In this work we present experimental results concerning conductance quantization at room temperature in metallic nanowires. The experiments are performed both at ambient presure and in ultrahigh vacuum using scanning tunneling microscopy (STM)-like devices. Both microscopic and macroscopic electrodes are used. The obtained results are independent of the electrode size, indicating that nanowires form at the last stages of the contact-breakage process, independently of the initial size and shape of the contact.
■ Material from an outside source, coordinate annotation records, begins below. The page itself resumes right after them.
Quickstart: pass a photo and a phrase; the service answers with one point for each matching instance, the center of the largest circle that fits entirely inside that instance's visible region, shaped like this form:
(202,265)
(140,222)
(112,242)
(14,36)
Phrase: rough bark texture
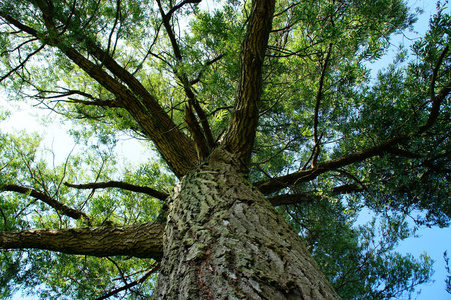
(139,241)
(224,240)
In addition, we study (a) the stability of the nanowires, finding their lifetimes remarkably long, on the order of minutes; (b) the I-V curves for different quantum channels; (c) nanowires formed and visualized using a STM inside a scanning electron microscope (SEM); (d) the statistical behavior of the conductance, sampling tens of thousands of consecutive conductance experiments, showing clear quantized peaks up to five quanta of conductance; and (e) the length of the conductance plateaus, that might indicate the chaotic behavior of the quantum states formed at the nanowire. The statistical study of the conductance plateau lengths shows a broad Wigner-like distribution with an average value of 0.13 nm for the first quantum channel. This is at variance with a constant length, predicted and experimentally observed, in the plateaus between force jumps.